Next leg of our journey was a motor ride from Isla Isabel to San Blas. San Blas was founded around 1530, and in the 1700’s was one of the busiest ports on the west coast, especially as a center of Spain’s trade through the Philippines. It is also the port from which Father Junipero Serra left in 1768 to sail north to San Diego from where he began his work establishing the famed California missions.
Now its a medium sized, fishing and tourism city. We showed up near the outside channel marker and called the Capitania de Puerto on the VHF to get permission to enter the port. After a brief conversation in Spanish we were completely baffled as to whether he said he was working now, meaning we’d need to wait for the OK, or whether he said no, or what? Not wanting to piss off the jefe, we decided to call the marina on the radio and see if they had a slip for us. They did and offered to send out a pilot boat to lead us in over the sand bars and up the river mouth to the marina. The port entrance is notorious for it’s shallow shifting bars. The slip was US$20 a night and the pilot was free – it didn’t take us long to accept.

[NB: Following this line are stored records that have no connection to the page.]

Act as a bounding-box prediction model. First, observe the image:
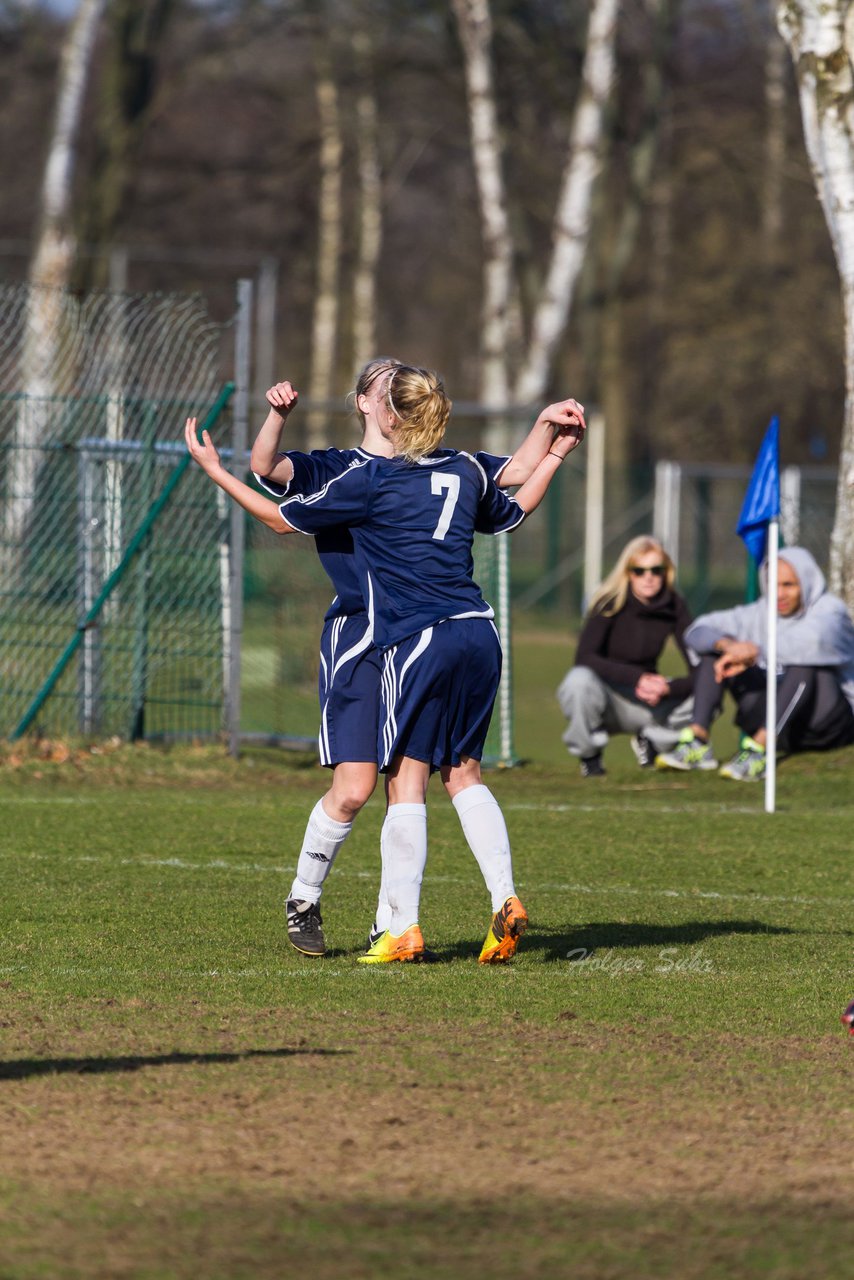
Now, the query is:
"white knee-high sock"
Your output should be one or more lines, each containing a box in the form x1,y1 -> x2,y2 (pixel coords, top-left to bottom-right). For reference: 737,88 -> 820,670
382,804 -> 426,937
453,782 -> 516,911
288,800 -> 353,902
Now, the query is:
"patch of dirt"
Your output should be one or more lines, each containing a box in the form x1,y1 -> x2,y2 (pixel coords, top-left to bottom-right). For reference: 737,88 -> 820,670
0,1009 -> 854,1206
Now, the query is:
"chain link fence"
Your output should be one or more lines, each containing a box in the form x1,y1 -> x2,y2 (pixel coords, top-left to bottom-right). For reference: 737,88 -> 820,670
0,282 -> 836,762
0,280 -> 229,737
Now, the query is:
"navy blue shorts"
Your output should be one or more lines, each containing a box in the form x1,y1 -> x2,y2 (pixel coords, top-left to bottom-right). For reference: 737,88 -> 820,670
318,613 -> 382,767
378,618 -> 502,771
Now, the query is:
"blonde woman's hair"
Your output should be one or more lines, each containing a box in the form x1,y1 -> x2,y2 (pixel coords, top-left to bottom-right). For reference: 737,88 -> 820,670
588,534 -> 676,618
347,356 -> 403,430
385,365 -> 451,462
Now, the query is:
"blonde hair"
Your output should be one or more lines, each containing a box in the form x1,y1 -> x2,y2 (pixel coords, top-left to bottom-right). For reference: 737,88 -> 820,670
347,356 -> 403,431
385,365 -> 451,462
588,534 -> 676,618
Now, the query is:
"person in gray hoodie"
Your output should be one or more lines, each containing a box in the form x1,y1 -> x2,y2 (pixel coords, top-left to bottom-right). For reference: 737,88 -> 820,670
656,547 -> 854,782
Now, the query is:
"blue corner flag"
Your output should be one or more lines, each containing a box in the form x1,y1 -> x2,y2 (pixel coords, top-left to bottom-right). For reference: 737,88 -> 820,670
735,416 -> 780,564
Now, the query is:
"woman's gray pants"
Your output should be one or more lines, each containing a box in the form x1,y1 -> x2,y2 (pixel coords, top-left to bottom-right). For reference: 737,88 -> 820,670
557,667 -> 694,756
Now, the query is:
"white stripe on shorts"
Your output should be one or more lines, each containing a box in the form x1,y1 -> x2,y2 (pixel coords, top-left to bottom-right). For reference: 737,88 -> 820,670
382,627 -> 433,767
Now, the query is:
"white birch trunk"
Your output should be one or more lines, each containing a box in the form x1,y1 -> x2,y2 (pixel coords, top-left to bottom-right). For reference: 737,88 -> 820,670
306,59 -> 343,449
513,0 -> 618,404
762,8 -> 786,259
777,0 -> 854,611
452,0 -> 513,419
353,32 -> 383,374
5,0 -> 104,558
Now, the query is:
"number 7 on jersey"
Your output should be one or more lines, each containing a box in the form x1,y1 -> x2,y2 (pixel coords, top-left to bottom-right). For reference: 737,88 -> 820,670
430,471 -> 460,543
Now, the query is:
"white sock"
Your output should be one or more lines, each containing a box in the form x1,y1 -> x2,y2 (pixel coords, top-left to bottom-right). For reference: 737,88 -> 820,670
453,782 -> 516,911
288,800 -> 353,902
374,823 -> 392,933
380,804 -> 426,938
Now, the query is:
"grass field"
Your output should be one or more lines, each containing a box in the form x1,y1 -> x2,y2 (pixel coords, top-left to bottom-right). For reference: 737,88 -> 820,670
0,636 -> 854,1280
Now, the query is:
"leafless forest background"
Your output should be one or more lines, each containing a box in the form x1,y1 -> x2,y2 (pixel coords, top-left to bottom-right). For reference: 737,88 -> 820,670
0,0 -> 845,465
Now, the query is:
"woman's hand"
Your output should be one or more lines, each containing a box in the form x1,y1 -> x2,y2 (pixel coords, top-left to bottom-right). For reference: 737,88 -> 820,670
714,636 -> 759,685
538,399 -> 588,457
184,417 -> 224,476
635,671 -> 670,707
266,383 -> 300,417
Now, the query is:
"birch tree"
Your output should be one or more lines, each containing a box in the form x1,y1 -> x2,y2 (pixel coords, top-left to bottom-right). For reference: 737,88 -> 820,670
353,29 -> 383,372
6,0 -> 104,558
513,0 -> 620,404
306,36 -> 343,449
452,0 -> 618,406
777,0 -> 854,611
452,0 -> 513,410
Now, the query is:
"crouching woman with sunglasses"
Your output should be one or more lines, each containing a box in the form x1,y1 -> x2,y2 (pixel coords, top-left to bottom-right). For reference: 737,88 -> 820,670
557,536 -> 693,778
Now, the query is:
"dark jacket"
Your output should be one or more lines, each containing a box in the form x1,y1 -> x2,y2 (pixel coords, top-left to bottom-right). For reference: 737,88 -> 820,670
575,588 -> 693,699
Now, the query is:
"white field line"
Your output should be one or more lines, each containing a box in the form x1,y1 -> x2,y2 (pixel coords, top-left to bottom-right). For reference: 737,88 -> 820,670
0,851 -> 854,906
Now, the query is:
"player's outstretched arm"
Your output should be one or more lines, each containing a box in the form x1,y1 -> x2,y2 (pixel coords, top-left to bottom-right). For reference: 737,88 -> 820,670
515,426 -> 579,516
184,417 -> 293,534
250,381 -> 300,485
497,399 -> 586,489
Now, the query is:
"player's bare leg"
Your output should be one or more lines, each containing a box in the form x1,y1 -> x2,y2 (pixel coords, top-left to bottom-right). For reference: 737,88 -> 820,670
287,762 -> 378,956
360,756 -> 430,964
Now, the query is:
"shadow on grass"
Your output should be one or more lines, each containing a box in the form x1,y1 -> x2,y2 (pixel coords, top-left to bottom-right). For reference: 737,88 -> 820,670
0,1048 -> 351,1080
439,920 -> 799,960
535,920 -> 799,960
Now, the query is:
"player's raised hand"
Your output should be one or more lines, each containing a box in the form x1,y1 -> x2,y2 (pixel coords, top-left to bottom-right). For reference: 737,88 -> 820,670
266,381 -> 300,417
539,398 -> 588,453
184,417 -> 223,475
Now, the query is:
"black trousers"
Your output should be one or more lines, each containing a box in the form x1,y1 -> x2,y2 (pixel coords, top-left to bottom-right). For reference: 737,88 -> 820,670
694,654 -> 854,751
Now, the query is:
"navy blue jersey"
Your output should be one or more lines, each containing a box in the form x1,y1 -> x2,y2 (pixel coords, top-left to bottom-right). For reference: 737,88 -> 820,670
279,449 -> 525,648
255,449 -> 510,621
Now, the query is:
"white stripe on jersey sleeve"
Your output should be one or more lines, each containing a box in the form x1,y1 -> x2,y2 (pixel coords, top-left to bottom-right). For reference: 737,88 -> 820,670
279,457 -> 371,538
252,471 -> 291,498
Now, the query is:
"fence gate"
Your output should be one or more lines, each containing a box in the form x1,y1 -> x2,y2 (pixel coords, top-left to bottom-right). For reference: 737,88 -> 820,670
0,287 -> 240,737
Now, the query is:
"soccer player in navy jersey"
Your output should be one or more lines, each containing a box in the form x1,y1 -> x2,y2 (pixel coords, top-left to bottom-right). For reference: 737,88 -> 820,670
243,357 -> 584,956
186,366 -> 583,963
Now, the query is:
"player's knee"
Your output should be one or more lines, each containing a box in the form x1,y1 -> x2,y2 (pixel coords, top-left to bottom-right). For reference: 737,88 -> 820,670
334,778 -> 376,822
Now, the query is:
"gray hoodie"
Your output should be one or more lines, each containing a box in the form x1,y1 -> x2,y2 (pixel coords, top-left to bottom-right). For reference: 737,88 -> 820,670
685,547 -> 854,710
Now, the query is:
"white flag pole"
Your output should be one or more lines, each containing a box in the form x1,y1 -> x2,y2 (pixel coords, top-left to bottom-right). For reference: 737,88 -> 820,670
766,516 -> 780,813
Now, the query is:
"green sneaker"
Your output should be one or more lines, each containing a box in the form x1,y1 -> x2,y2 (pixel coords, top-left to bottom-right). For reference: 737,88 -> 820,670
721,737 -> 766,782
656,728 -> 717,771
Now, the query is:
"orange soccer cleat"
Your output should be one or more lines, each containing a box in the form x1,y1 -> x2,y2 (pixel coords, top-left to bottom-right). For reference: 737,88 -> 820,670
478,896 -> 528,964
359,924 -> 429,964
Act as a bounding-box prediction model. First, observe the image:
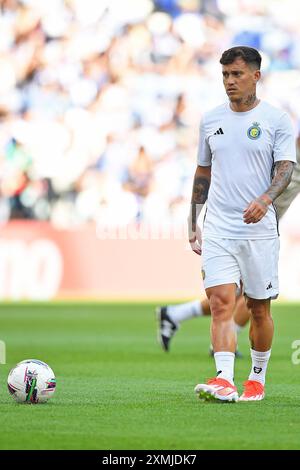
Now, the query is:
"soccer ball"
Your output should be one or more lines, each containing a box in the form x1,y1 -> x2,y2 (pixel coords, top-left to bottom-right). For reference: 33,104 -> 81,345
7,359 -> 56,403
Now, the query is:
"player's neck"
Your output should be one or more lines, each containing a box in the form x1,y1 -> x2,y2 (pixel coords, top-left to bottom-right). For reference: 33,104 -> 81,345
230,93 -> 260,113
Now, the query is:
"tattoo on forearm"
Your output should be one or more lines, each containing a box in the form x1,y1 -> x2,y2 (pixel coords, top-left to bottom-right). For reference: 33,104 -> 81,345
244,93 -> 256,106
266,160 -> 294,201
191,176 -> 210,232
191,176 -> 209,204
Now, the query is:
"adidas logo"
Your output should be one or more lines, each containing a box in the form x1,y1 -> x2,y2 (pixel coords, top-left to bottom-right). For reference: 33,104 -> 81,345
214,127 -> 224,135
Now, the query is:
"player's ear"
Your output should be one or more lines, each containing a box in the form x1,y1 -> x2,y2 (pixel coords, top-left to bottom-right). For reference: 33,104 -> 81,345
254,70 -> 261,82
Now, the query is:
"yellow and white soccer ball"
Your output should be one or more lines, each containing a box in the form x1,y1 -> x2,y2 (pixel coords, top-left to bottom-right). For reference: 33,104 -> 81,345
7,359 -> 56,403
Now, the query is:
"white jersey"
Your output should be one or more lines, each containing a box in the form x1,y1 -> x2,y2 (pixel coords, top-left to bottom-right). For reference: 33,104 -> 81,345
198,101 -> 296,240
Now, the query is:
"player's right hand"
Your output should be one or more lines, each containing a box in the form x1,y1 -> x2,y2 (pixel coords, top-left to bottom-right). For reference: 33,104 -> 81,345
189,224 -> 202,255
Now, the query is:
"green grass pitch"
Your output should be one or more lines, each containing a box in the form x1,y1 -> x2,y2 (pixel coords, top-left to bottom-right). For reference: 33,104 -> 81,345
0,302 -> 300,450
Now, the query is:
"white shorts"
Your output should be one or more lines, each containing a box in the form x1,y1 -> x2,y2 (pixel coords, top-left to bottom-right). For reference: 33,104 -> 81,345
202,238 -> 279,299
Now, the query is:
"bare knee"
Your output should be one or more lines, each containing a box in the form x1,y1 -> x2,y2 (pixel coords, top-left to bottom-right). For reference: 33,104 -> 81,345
246,298 -> 271,323
209,292 -> 234,321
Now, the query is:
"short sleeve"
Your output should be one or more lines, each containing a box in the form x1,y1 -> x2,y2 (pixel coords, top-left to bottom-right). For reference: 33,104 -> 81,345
197,119 -> 211,166
273,113 -> 297,163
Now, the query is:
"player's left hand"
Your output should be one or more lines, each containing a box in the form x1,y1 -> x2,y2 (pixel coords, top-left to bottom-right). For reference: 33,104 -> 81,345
243,195 -> 272,224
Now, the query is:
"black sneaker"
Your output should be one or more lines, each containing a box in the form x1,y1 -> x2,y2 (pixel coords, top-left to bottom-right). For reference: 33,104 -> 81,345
208,345 -> 243,359
156,307 -> 178,352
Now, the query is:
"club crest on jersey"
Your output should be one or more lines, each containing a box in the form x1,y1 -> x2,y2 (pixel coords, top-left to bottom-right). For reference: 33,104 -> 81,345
247,122 -> 261,140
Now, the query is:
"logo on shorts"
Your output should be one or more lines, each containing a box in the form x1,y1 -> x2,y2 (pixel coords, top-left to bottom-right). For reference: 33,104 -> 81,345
247,122 -> 261,140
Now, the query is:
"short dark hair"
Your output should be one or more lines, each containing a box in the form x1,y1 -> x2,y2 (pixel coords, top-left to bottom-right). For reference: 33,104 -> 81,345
220,46 -> 261,69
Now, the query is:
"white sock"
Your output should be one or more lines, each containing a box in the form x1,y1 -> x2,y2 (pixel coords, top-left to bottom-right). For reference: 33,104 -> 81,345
167,300 -> 203,323
248,349 -> 271,385
214,351 -> 235,384
210,323 -> 244,351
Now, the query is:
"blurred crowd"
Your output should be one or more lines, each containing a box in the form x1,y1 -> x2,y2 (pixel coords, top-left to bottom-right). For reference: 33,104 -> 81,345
0,0 -> 300,227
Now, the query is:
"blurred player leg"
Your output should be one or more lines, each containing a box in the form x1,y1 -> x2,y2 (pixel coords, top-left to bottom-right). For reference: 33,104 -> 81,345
156,299 -> 210,351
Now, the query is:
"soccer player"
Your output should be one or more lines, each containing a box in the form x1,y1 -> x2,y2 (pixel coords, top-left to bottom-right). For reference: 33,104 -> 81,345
188,46 -> 296,401
156,149 -> 300,357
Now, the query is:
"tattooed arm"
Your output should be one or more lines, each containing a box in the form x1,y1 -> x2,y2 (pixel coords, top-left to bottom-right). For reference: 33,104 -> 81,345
244,160 -> 295,224
188,166 -> 211,255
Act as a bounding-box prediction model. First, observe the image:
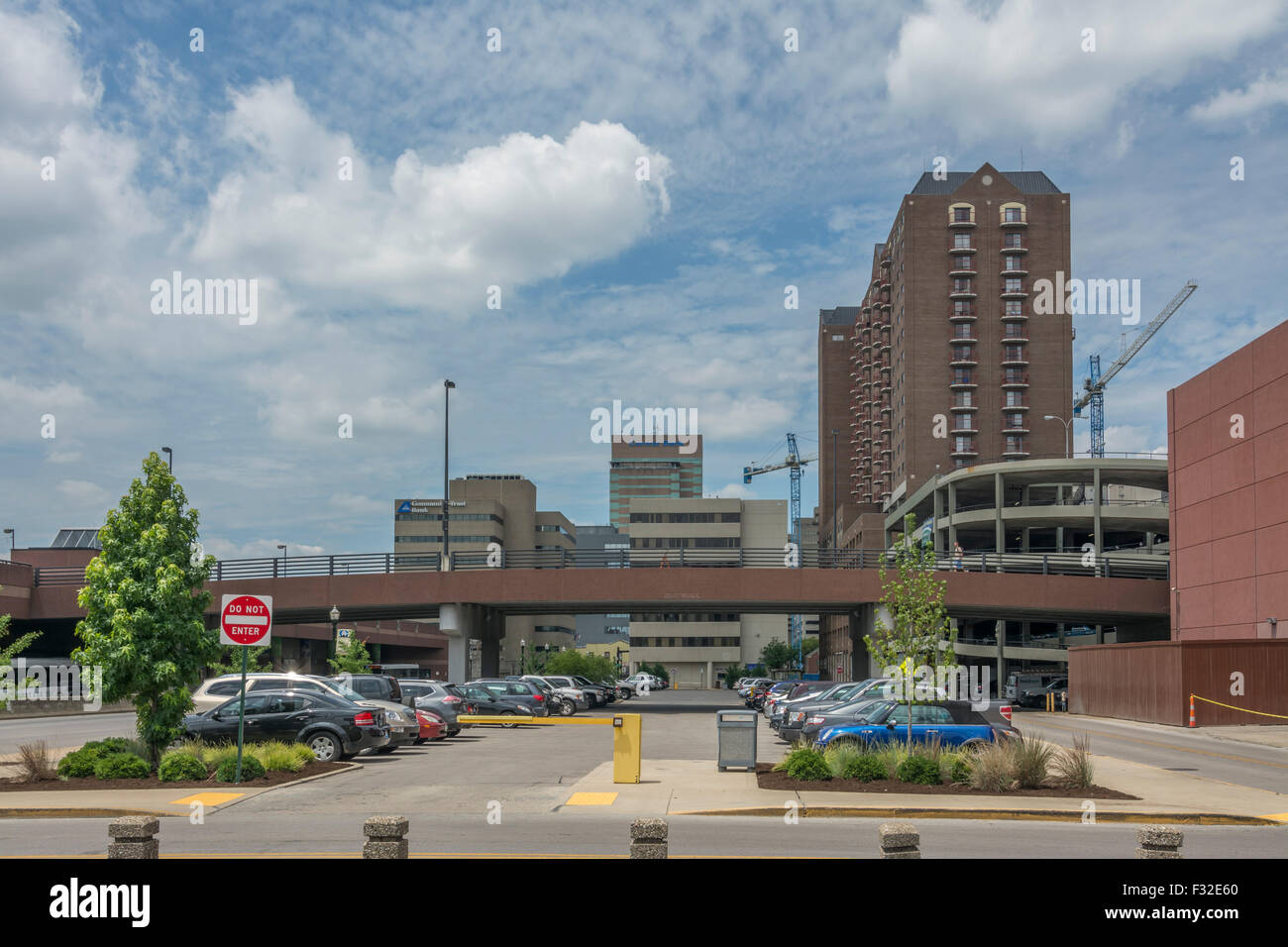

The panga Jimena guiding us in. There wasn’t much swell going in, so crossing the bar was easy. It was mid-tide and the shallowest depths we saw on the bar were 10ft and in the channel 8.5 ft. The panga had us way over to the starboard hand side most of the way.
Like most Mexican towns, the ‘downtown’ section is based around the plaza that makes up a city block, with the old church on one side. Locals walk around it every evening.
Here’s a major crack in the church bell. These must have showed up after Henry Wadsworth Longfellow wrote his last poem in 1880’s The Bells of San Blas.
The bar name translates to ‘Old Man’s Bar’, we think the depiction is perfect. (Derrek, check out the small sign in the upper left over the door.)
The highlight of San Blas was the panga jungle tour. We headed out with David and Jan on Cuervo at 7am to be the first boat out. The early boats get the best bird viewing. The mangroves support something like 300 different bird species. I’m sure we saw at least 20 different kinds. Oscar, our panga driver, could spot and identify them in the densest brush.
Many many species of herons- we think this is may be a tiger heron
Bromeliads in bloom
A night hawk blending into the tree.
Jan and David, from s/v Cuervo, with our guide Oscar driving.
We came around the first big turn in the river and there was a small, free-range, crocodile sunning himself.
The mangroves- magote in Spanish
Here’s a big croc sizing us up, just before I jumped in to wrestle him- like the good old Florida days! (Unfortunately Chris was too surprised to get a shot of that…)
San Blas is a great first stop on our way down the Pacific coast of mainland Mexico.